Frank Kendall, secretary of the U.S. Air Force, received an update on the maintenance and modernization of the Pratt & Whitney-made F135 engines at the Tinker Air Force Base’s Oklahoma City Air Logistics Complex.
The Raytheon Technologies-owned engine manufacturer works with the OC-ALC leadership team to develop a framework for providing maintenance work on the F135 engine that powers the F-35 Lightning fighter jets, the Air Force said Thursday.
Kendall, a three-time Wash100 awardee, was briefed on the several process improvements implemented by the 76th Propulsion Maintenance Group to cut production times down to 105 days compared to 244 days in 2021.
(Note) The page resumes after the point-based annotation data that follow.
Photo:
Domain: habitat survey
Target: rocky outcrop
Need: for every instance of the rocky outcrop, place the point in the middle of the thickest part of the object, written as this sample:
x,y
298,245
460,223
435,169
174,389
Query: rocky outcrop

The OC-ALC team also employs a constraints-based management system, dubbed Art of the Possible, to identify and mitigate restrictions in the F135 engine production.
“The efforts by the men and women of the Oklahoma City Air Logistics Complex to repair F135 engine modules faster and more efficiently is beginning to address the gap between where F-35 sustainment currently is and where it needs to be,” Kendall said during his visit at the Tinker AFB.
Pratt & Whitney is contracted to manufacture and deliver 152 F135-PW-100 turbofans to the Air Force, Navy and Marine Corps under a $4.38 billion contract modification awarded in June.